Healthcare policy legislation has been in the spotlight for much of 2023, including issues related to reimbursement, advanced practice provider supervision requirements and payer policies. 

Here are five issues that have been tackled in 2023 for physicians to know:

1. Supervision requirements for certified registered nurse anesthetists. Government officials from Florida, Colorado, Delaware, Missouri and California are working to eliminate or loosen supervision requirements for certified registered nurse anesthetists. Florida lawmakers Rep. Mike Giallombardo and Sen. Blaise Ingoglia proposed legislation that would eliminate the current requirement for certified registered nurse anesthetists to have a written supervisory agreement with a physician. 

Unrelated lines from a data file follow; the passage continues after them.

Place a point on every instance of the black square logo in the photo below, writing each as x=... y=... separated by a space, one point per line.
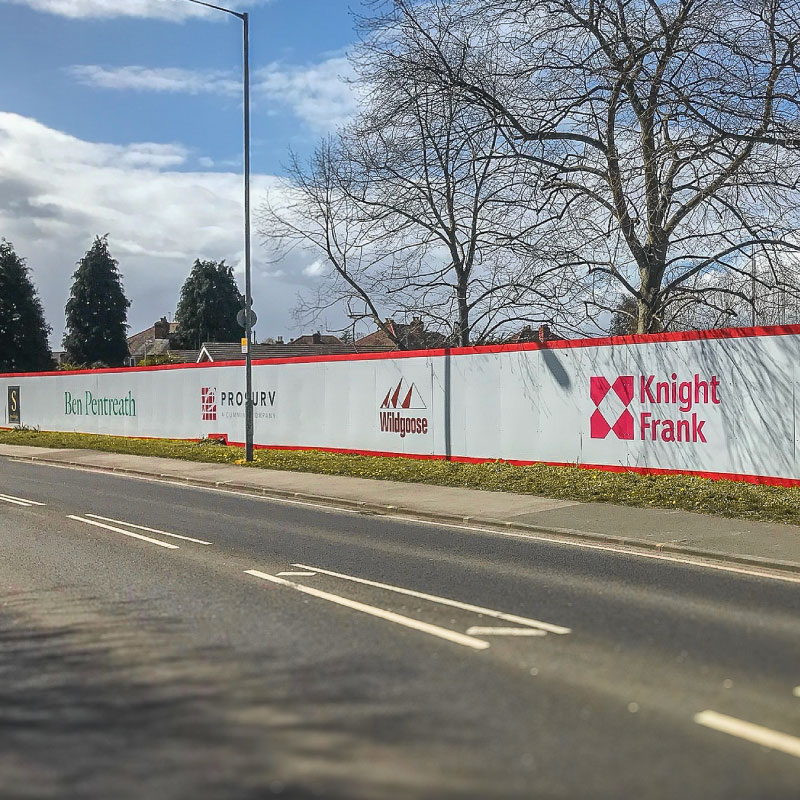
x=14 y=416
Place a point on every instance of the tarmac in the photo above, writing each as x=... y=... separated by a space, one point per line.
x=764 y=545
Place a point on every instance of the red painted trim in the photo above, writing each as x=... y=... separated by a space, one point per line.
x=767 y=480
x=566 y=344
x=727 y=476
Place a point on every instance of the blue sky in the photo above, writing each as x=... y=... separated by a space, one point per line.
x=124 y=116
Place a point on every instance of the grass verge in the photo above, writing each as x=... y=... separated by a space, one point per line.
x=724 y=498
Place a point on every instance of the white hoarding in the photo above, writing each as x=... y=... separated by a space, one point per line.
x=721 y=403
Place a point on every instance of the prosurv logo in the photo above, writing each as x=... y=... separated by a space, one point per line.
x=402 y=411
x=223 y=404
x=208 y=403
x=651 y=408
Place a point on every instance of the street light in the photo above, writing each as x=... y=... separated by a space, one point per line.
x=248 y=300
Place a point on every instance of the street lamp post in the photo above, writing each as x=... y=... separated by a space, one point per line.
x=248 y=300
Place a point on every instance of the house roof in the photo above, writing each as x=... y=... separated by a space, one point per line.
x=232 y=351
x=412 y=335
x=147 y=337
x=317 y=338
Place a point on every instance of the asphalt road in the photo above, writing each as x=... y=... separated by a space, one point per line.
x=408 y=660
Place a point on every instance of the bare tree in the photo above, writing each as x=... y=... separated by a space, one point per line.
x=660 y=137
x=413 y=208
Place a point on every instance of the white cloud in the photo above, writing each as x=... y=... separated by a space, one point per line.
x=147 y=79
x=104 y=9
x=315 y=269
x=317 y=94
x=57 y=192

U.S. Reps. Sam Graves of Missouri and Jared Huffman of California reintroduced the Save America's Rural Hospitals Act, which aims to expand the scope of practice for CRNAs, allowing them to work without physician supervision.

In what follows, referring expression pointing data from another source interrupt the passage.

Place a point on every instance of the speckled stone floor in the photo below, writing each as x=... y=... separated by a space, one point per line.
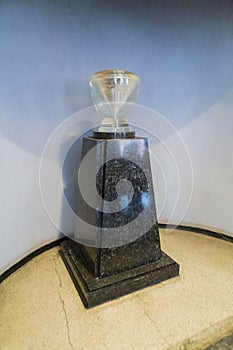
x=40 y=308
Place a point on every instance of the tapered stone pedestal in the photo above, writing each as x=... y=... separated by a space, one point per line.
x=119 y=250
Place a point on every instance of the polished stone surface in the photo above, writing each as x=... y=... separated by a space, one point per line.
x=121 y=253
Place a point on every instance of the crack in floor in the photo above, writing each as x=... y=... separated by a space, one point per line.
x=63 y=304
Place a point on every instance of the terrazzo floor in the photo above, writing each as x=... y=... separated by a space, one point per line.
x=40 y=308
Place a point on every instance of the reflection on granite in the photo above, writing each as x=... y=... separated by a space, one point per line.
x=121 y=253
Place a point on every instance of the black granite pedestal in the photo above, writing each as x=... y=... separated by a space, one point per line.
x=118 y=251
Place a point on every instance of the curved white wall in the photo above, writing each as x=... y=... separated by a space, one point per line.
x=49 y=49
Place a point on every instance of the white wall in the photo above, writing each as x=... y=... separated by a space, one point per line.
x=48 y=51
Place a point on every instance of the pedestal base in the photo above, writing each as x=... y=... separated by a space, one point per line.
x=94 y=291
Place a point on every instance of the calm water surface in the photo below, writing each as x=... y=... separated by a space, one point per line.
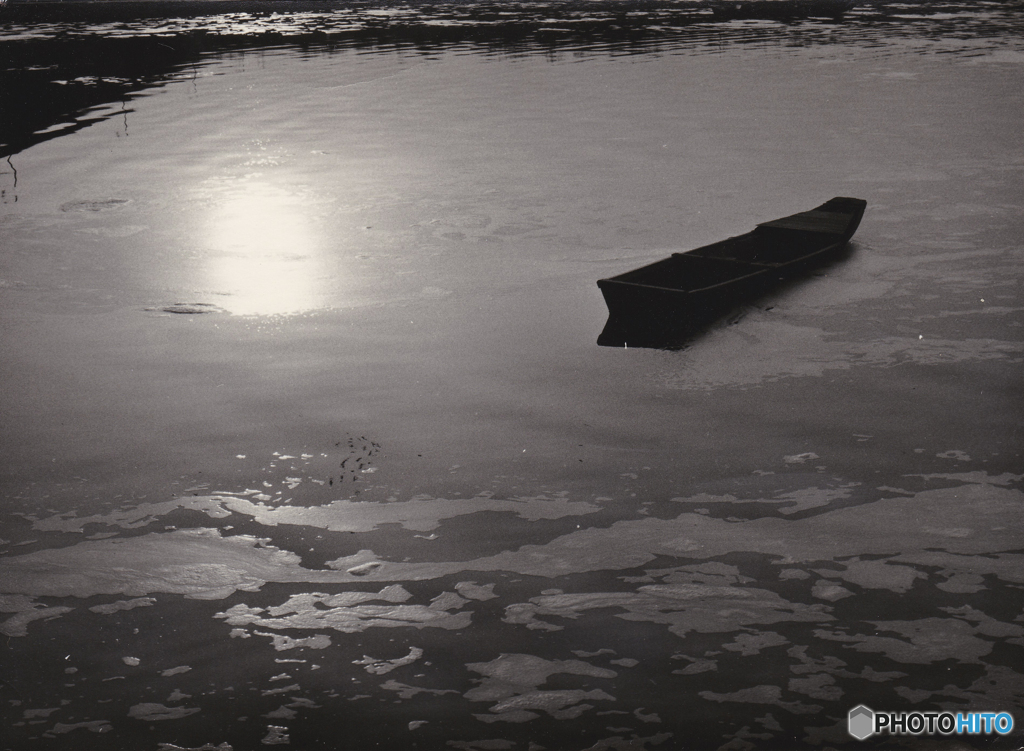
x=307 y=441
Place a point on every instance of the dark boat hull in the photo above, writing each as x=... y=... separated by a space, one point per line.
x=659 y=304
x=778 y=9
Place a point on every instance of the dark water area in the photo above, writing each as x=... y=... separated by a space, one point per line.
x=308 y=440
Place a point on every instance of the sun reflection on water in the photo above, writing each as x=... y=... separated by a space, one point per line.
x=265 y=256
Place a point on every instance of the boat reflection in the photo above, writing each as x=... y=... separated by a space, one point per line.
x=263 y=254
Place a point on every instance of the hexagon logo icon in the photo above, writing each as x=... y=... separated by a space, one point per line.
x=861 y=722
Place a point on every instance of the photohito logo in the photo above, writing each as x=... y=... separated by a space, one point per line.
x=864 y=721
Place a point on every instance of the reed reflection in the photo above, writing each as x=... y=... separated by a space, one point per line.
x=264 y=255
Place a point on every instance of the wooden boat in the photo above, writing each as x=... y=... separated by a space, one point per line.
x=659 y=303
x=778 y=9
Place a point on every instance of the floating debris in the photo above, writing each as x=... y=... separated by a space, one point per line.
x=189 y=308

2. Banning noncompete agreements. New York Gov. Kathy Hochul is debating whether to sign a bill that would prohibit noncompete agreements in the state.

As written, the bill would apply to all workers regardless of compensation. Ms. Hochul said she wants to see a compensation cap for the ban, floating $250,000 as a level above which noncompetes would be allowed.

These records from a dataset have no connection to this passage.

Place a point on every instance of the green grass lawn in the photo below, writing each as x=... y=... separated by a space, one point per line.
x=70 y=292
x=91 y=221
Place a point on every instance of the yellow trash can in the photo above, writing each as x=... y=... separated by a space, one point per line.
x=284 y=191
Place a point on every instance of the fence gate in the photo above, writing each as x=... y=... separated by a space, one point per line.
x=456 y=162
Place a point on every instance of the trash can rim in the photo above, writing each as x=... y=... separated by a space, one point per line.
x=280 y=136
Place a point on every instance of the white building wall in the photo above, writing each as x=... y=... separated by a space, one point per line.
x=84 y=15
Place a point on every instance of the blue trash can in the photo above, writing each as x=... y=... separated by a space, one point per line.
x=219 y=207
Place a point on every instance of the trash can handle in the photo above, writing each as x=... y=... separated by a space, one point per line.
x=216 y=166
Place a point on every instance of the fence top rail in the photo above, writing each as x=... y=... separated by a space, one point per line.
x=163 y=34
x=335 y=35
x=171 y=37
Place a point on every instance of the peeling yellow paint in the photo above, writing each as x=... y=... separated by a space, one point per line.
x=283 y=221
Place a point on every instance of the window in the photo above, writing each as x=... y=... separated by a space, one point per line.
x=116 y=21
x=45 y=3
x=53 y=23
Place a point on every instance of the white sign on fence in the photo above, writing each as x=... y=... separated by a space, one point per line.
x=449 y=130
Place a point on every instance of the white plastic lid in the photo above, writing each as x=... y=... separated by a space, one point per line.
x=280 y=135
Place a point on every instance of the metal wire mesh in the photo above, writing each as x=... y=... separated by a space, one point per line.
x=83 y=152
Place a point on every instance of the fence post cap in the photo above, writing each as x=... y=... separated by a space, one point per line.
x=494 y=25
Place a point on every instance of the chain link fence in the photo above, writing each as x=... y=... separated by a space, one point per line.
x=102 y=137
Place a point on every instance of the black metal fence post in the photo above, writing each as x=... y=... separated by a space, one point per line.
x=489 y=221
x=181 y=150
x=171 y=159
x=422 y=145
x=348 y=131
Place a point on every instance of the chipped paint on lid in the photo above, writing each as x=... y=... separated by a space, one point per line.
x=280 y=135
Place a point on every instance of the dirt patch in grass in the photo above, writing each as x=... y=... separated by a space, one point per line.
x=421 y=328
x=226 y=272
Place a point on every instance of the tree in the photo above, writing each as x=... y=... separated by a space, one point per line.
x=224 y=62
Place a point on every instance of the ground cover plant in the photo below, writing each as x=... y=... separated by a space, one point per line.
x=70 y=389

She said she intends to act on most legislation by the end of 2023. However, it is possible that a decision on the bill may not come until early February.

3. Increasing transparency of Medicare Advantage plans. U.S. Sens. Bill Cassidy, MD, Catherine Cortez Masto, Elizabeth Warren and Marsha Blackburn introduced legislation designed to improve the transparency of Medicare Advantage plans. 

The Encounter Data Enhancement Act would require MA plans to report how much they are actually paying for patient services and how much patients are responsible for paying out of pocket.

While the government already requires Medicare Advantage to report encounter data on services provided, the data is often incomplete and lacking key information, the lawmakers said. The Encounter Data Enhancement Act would help lawmakers conduct oversight of federal dollars going to Medicare Advantage plans, assess quality of care and strengthen healthcare access. 

4. Burnout. Two pieces of legislation are in the pipeline in Congress that would attempt to reduce burnout among physicians and improve conditions to reduce provider shortages through annual payment updates to account for rising inflation, expanding prior authorization reforms that CMS finalized and allowing state legislatures to reform them to eliminate practice and administrative burdens.

5. Physician shortages. The Conrad State 30 and Physician Access Reauthorization Act, introduced in the Senate, aims to ease physician shortages by expanding residency training options, providing greater student loan support and creating smooth pathways for foreign-trained physicians.